Landgericht Osnabrück
Urt. v. 11.02.2004, Az.: 2 S 841/03
Voraussetzungen des Vorliegens eines Anspruchs auf Zahlung von Schmerzensgeld wegen Verletzung einer Verkehrssicherungspflicht durch Nichtabwendung einer einem in einem Tierpark ausgestellten Leiterwagen anhaftenden Gefahr
Bibliographie
- Gericht
- LG Osnabrück
- Datum
- 11.02.2004
- Aktenzeichen
- 2 S 841/03
- Entscheidungsform
- Urteil
- Referenz
- WKRS 2004, 38217
- Entscheidungsname
- [keine Angabe]
- ECLI
- ECLI:DE:LGOSNAB:2004:0211.2S841.03.0A
Verfahrensgang
- vorgehend
- AG Nordhorn - 21.10.2003 - AZ: 3 C 1225/03
Rechtsgrundlagen
- § 823 Abs. 1 BGB
- § 847 BGB
In dem Rechtsstreit
...
hat die 2. Zivilkammer des Landgerichts Osnabrück
auf die mündliche Verhandlung vom 28.01.2004
durch
den Vorsitzenden Richter am Landgericht Rickers,
den Richter am Landgericht Kalscher und
den Richter am Landgericht Sporré
für Recht erkannt:
Tenor:
- 1.)
Auf die Berufung des Klägers wird das Urteil des Amtsgerichts Nordhorn vom 21.10.2003 (Az.: 3 C 1225/03) teilweise abgeändert und die Beklagte verurteilt, an den Kläger 1.031,79 Euro nebst 5 % Zinsen über dem Basiszinssatz seit dem 24.07.2003 zu zahlen.
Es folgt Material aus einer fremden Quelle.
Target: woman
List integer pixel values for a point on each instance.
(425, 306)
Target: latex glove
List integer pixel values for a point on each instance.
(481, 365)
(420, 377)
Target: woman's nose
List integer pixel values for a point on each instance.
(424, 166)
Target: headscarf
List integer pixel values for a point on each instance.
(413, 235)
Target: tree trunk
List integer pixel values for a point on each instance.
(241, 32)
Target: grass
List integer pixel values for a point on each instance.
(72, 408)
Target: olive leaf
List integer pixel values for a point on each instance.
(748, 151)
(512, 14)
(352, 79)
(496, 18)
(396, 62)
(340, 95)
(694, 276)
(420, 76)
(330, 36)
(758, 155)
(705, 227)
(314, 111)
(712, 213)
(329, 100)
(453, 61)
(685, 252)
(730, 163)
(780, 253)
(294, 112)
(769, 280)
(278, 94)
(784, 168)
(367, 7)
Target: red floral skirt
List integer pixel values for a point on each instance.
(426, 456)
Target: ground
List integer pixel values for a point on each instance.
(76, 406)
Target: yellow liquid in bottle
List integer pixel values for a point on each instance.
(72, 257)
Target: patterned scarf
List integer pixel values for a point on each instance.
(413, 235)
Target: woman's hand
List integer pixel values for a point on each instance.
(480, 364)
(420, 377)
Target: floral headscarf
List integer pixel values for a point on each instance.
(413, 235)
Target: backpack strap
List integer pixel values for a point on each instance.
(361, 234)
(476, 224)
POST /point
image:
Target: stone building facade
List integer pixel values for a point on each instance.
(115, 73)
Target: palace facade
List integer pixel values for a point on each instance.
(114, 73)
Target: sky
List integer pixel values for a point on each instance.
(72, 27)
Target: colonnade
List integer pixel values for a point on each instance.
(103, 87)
Im übrigen wird die Berufung zurückgewiesen.
- 2.)
Die Beklagte trägt die Kosten des Rechtsstreits, mit Ausnahme der Kosten der Streitverkündeten, die diese selbst trägt.
- 3.)
Das Urteil ist vorläufig vollstreckbar.
- 4.)
Die Revision wird nicht zugelassen.
Gründe
Die zulässige Berufung ist begründet.
Entgegen der Auffassung des Amtsgerichts hat der Kläger gegen die Beklagte einen Anspruch auf Zahlung von Schmerzensgeld in Höhe von 1.000,- EUR gemäß §§ 823 Abs. 1,847 BGB.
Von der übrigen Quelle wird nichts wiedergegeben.